Most parts of the $85 million Nandipur power plant, which has been braving salty sea winds at Karachi Port for the last couple of years, have been either damaged by an unfriendly environment or taken away by thieves.
The formation of a fact-finding commission is said to be on the cards to ascertain the extent of damages caused to the costly but ill-treated power plant and fix the responsibility as soon as the machinery reaches its destination in Nundipur Colony of Gujranwala, Punjab.
Official sources confirmed to Pakistan Today that inspection of the 425 megawatts ill-fated project was underway by the Chinese consultants from M/s Dongfang Electric Corporation Limited (DECL) and the bank which had finally cleared Bill of Lading for the machinery weighing at least 17,000 tonnes.
A team comprising Chinese engineers, officials of Water and Power Distribution Authority (WAPDA) and the Punjab government visited the KarachiPort on Tuesday to inspect the leftover machinery, according to well-placed sources.
State media like PTV also accompanied the team, they added.
“Chinese engineers noted that most parts of the plant machinery had been damaged,” the sources said.
Officials privy to the matter confirmed that the plant was partly damaged, saying the port city’s humid climate, specially the salty sea winds, had rusted the machinery.
“The climate of Karachi, you know, damages everything made from iron,” said an official while explaining what in fact had done the damage.
Moreover, some of the plant’s movable parts like wires and iron plates were said to have been stolen by unidentified thieves amid, what the sources claimed, loose security arrangements at the country’s largest seaport.
In March 2011, unidentified persons allegedly in connivance with some port security personnel had conveniently driven away a huge quantity of precious metals belonging to the State Bank of Pakistan in two dumper trucks in what was then called the “biggest theft” incident at the KarachiPort
The Nandipur power plant’s machinery is scattered across the East and West wharves of KarachiPort. “Some parts of the plant are lying at Berth Number 4 of East Wharf, some at Berth Number 18 and some parts are lying near the office of Deputy Traffic Manger at the WestWharf in open,” said the sources.
The damage control exercise, however, has begun with the government of energy-scarce Punjab taking special interest in getting the power generation plant shifted to the project site at the earliest. Official sources privy to the matter said work was underway to ensure a speedy transportation of 35 percent leftover parts of the machinery from the KarachiPort.
Ms Sack International Transport, a logistic firm hired for the transportation job, is said to have started its assessment and would be able to start shifting the heavy machinery after completion of technical and legal modalities.
“The plant presently is on the packing stage,” an official said, adding, “The shifting would (however) take two to three months.”
Once shifted to the project site, a fact-finding commission or committee would be constituted by the federal government to ascertain the extent of losses incurred and hold accountable those responsible for the maltreatment of the much-needed project.
“The project proponents and the Ministry of Law seem to be at fault,” commented an observer well-acquainted with the ill-fated project.
Babar Awan, former federal law minister and estranged PPP leader, had reportedly vetoed in July 2011 an ECC-backed proposal from Ministry of Water and Power to waive the applicable port charges, then amounting to about Rs 750 million.
For such waivers to be granted, the consent of Law Division must be sought which, however, was denied by Awan for reasons best known to him.
If officials on the Karachi Port Trust’s board are to be believed, the PML-N led federal government would soon order the much-anticipated waiver of Rs 1 billion port demurrages the KPT, the operator of KarachiPort, claims against the Chinese contractors of the stranded plant.

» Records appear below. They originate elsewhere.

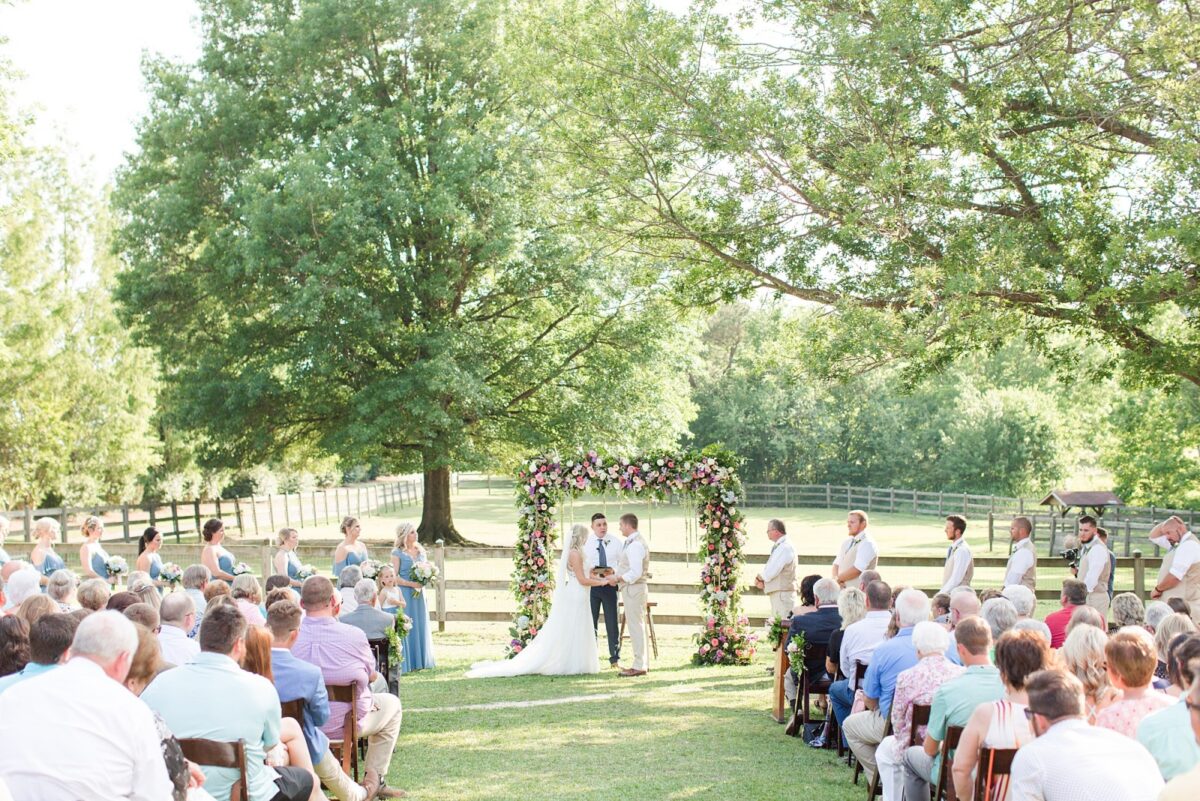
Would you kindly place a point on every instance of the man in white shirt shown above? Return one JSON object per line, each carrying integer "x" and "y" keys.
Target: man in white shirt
{"x": 1071, "y": 760}
{"x": 601, "y": 552}
{"x": 77, "y": 733}
{"x": 778, "y": 578}
{"x": 959, "y": 562}
{"x": 178, "y": 614}
{"x": 1180, "y": 573}
{"x": 1023, "y": 562}
{"x": 1093, "y": 565}
{"x": 857, "y": 552}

“The demurrage amounts to Rs 1 billion,” said a board member, adding that “we would comply whatever orders we receive from the government”.
Even if the penalty is not abolished, the ultimate looser would be none other than the government of Pakistan which would helplessly see the DECL, as per standard practice, include the demurrages paid in the project cost.
The overrun project cost is reported to have ballooned by over 100 percent or Rs 35 billion to Rs 58 billion from its earlier cost of Rs 23 billion.